Not only this, the tool assumes that a `Group` is a way to segregate ’items’ in ITSM tool. A complete misappropriation of the concept of Groups in ITIL. A Group (Support Group) should only be to segregate tickets. Assets can be managed at different levels by different people in different ways. Few examples, I might want to give different levels of visibility to people in the same Support Group. A team lead might have access to all the items on the Group while a team member may only need access to fewer assets. This applies to the "Asset" level as well as "attribute" level. Say a team member can only see the serial numbers but not the asset ID or something like that. At the attribute level, it might look too specific but still desirable.
There is a fundamental design problem here that is handled in a “let’s reinvent the wheel” way. We don’t have to. ITIL has already done that for us, so let’s just stick to what works. Why should my use case to hide assets govern how I design my support system? (Support Groups in this case). Support Groups and Asset Visibility are two different concepts and should be decoupled.

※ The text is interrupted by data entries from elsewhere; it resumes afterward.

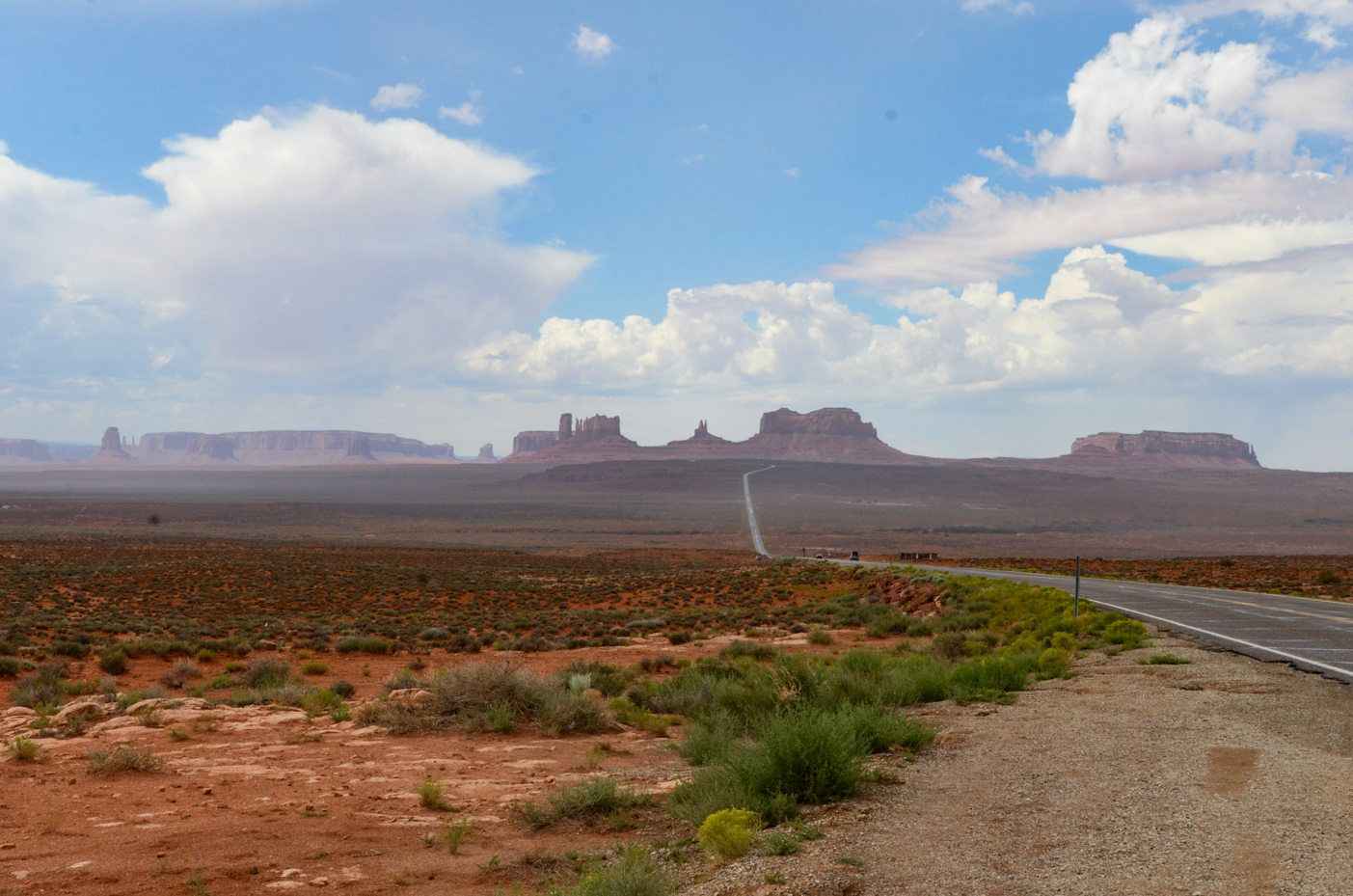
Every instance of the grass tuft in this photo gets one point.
(123, 758)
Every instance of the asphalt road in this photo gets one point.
(1310, 634)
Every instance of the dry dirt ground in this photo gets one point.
(1224, 775)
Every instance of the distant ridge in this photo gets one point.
(832, 435)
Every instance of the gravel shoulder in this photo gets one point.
(1226, 775)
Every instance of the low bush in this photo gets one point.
(747, 648)
(365, 644)
(24, 750)
(267, 673)
(589, 798)
(114, 661)
(609, 680)
(123, 758)
(42, 687)
(430, 796)
(634, 873)
(1127, 633)
(1165, 660)
(70, 648)
(480, 696)
(729, 832)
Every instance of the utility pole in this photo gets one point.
(1076, 604)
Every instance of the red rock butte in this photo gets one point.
(833, 435)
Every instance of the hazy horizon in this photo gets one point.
(989, 227)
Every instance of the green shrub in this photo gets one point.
(634, 873)
(430, 795)
(609, 680)
(747, 648)
(591, 796)
(42, 687)
(114, 661)
(24, 750)
(1124, 631)
(456, 834)
(729, 832)
(365, 644)
(463, 697)
(992, 675)
(267, 673)
(1165, 660)
(808, 755)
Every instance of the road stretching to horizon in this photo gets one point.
(1312, 634)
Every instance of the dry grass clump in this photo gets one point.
(489, 697)
(123, 758)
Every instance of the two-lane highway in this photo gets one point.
(1312, 634)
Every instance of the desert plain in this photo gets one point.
(1147, 764)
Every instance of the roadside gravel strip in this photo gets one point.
(1221, 777)
(1312, 634)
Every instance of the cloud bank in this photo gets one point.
(301, 245)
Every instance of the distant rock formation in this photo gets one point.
(111, 451)
(214, 447)
(1189, 448)
(23, 451)
(594, 439)
(835, 435)
(287, 448)
(533, 440)
(359, 447)
(701, 437)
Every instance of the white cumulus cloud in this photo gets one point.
(591, 46)
(396, 96)
(311, 245)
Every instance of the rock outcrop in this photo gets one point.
(23, 451)
(598, 437)
(111, 449)
(833, 435)
(1178, 448)
(287, 448)
(530, 442)
(212, 447)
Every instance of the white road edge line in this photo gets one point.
(751, 513)
(1235, 640)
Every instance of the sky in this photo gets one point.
(990, 227)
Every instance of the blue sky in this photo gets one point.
(456, 221)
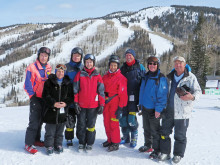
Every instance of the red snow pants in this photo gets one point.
(110, 122)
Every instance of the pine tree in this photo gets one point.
(199, 60)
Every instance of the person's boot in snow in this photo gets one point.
(163, 157)
(39, 143)
(31, 149)
(145, 149)
(113, 147)
(176, 159)
(134, 135)
(49, 150)
(154, 155)
(59, 149)
(106, 144)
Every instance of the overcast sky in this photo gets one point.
(46, 11)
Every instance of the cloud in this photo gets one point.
(40, 7)
(66, 6)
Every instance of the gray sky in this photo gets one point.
(46, 11)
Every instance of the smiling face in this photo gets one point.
(89, 64)
(179, 67)
(60, 73)
(76, 57)
(113, 67)
(129, 57)
(43, 58)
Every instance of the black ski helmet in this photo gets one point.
(114, 58)
(43, 50)
(89, 56)
(153, 59)
(77, 50)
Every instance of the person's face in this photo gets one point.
(129, 57)
(89, 64)
(60, 73)
(43, 58)
(76, 57)
(152, 66)
(113, 66)
(179, 66)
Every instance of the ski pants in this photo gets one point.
(33, 132)
(53, 135)
(151, 127)
(86, 126)
(180, 128)
(110, 122)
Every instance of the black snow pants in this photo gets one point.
(33, 132)
(151, 127)
(180, 128)
(86, 126)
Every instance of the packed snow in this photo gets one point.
(202, 148)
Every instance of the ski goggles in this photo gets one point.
(61, 66)
(44, 50)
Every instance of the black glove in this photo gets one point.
(100, 109)
(77, 108)
(118, 113)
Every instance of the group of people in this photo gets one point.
(79, 93)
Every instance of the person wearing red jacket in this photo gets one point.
(36, 74)
(89, 100)
(116, 98)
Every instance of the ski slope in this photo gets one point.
(202, 148)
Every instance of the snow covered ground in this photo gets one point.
(203, 141)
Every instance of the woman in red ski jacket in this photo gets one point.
(116, 98)
(89, 100)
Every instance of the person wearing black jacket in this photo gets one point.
(58, 95)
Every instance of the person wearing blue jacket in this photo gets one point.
(73, 67)
(133, 71)
(152, 101)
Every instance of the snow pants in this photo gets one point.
(110, 122)
(180, 127)
(151, 127)
(86, 126)
(33, 132)
(53, 135)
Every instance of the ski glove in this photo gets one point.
(132, 119)
(77, 108)
(100, 109)
(118, 113)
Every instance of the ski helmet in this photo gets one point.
(43, 50)
(89, 56)
(77, 50)
(114, 58)
(153, 59)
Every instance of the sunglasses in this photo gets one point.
(61, 66)
(44, 50)
(152, 63)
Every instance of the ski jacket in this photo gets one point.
(134, 75)
(183, 109)
(116, 84)
(36, 75)
(72, 69)
(89, 90)
(53, 93)
(153, 92)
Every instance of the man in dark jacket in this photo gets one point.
(73, 67)
(58, 95)
(133, 71)
(152, 101)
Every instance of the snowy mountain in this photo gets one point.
(202, 143)
(100, 36)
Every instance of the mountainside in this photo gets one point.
(145, 31)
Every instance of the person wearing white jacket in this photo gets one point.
(184, 89)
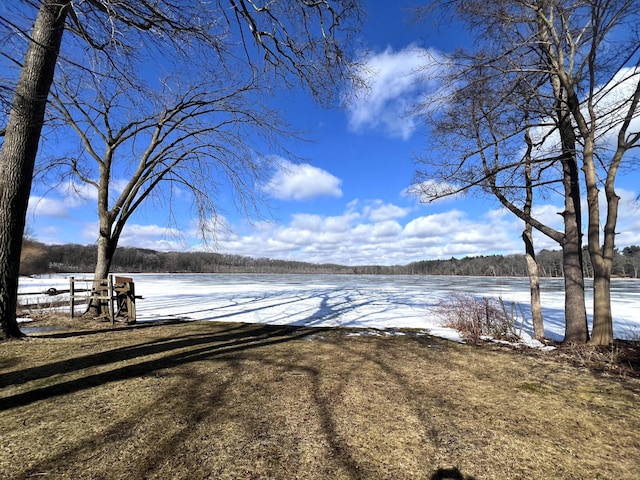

It pains me so much that basic things like these have to be reported in order for FS to consider it as a feature. I am obviously pointing out only the Inventory Module here but these patterns (or rather lack of it) are spread across all the modules. Problems that ITIL has solved are being tackled very wild-west ways. This sets the product on a very unpredictable trajectory, a roadmap that is anything but ITIL/ITSM. And this scares me. Some day when I run out of patience I might write a long post for all the other modules as well. But for now, this should serve the purpose I hope.
Is it just me? Or others feel the same way? Feel free to call me out if I sound like a snowflake.